Silk reeling was mentioned on a message board and below are my thoughts on it.
These movements are helpful for taichi but there's another take on the jins -- chousijin. It means pulling silk instead of reeling silk. Yang style uses more pulling and Chen uses more reeling. The pulling silk doesn't use overt winding in expressing the powers so the moves look straighter. You usually start with either one of these and then advance to the other one. Just mentioning this because over the years i've seen Yang style get trashed as worthless because they aren't using obvious chousijin like Chen style in the clip.

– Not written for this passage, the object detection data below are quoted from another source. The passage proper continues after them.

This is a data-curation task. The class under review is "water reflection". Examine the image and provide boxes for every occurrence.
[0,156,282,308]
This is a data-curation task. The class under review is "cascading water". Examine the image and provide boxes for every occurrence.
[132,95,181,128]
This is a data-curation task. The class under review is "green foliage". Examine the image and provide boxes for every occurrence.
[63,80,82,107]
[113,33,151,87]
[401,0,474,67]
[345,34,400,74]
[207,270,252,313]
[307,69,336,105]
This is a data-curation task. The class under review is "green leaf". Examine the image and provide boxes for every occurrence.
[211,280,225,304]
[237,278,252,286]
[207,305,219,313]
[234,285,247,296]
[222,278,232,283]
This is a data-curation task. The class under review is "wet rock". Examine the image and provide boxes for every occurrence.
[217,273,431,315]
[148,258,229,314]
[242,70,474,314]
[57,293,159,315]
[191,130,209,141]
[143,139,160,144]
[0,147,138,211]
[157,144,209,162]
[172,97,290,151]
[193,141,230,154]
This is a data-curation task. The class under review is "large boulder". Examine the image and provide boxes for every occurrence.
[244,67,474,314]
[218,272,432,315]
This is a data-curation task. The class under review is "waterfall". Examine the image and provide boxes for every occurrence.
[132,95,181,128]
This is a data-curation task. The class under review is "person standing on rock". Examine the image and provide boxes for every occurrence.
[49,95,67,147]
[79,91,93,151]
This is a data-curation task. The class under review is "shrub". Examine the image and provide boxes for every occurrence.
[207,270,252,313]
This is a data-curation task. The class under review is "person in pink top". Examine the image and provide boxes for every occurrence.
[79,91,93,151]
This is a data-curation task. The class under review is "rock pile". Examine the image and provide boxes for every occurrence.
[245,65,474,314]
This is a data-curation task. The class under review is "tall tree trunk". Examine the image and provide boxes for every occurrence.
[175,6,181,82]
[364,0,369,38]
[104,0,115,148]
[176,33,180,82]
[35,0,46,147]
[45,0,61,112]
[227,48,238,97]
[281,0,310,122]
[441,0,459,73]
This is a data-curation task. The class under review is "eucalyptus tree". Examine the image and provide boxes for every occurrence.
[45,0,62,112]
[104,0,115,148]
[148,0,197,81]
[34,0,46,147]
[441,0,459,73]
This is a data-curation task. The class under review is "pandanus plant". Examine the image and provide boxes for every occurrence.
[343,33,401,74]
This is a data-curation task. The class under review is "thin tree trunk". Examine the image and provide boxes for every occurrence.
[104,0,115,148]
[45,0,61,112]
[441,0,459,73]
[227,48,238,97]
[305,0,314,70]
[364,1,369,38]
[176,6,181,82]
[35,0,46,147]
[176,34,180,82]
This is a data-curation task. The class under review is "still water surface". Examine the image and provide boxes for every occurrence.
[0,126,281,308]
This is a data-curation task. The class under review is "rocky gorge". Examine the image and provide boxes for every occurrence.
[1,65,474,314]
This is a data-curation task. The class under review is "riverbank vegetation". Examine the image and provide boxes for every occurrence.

As for chansijin being a complete JM program, I doubt that. Sonnon et al. have actually added quite a bit of value to JM in two areas:
1. the RMAX stuff is organized and targeted at specific areas. You know what you're doing specifically for each joint and there's both a clear regression to easier exercises and a clear progression to harder, more sophisticated exercises. Sonnon has done a great job with this.
2. Sonnon's system leads clearly from open to closed kinetic chain material. Sonnon takes the Intu-flow and moves it through a progression into Flowfit and then Prasara yoga, etc. Doing the closed kinetic chain movements that use the ground allow for a greater range of movement and more stretching as you get more advanced. Chinese systems rarely have this. When they do, it's almost always been taken from yoga.
Of the two, I find Sonnon's stuff more complete.
I did a ton of silk reeling in my training and found it vital to understanding CIMA. But it also has the limitations mentioned above. I actually am doing more of Sonnon's material now and getting more out of it. But maybe that's also because I already did silk reeling.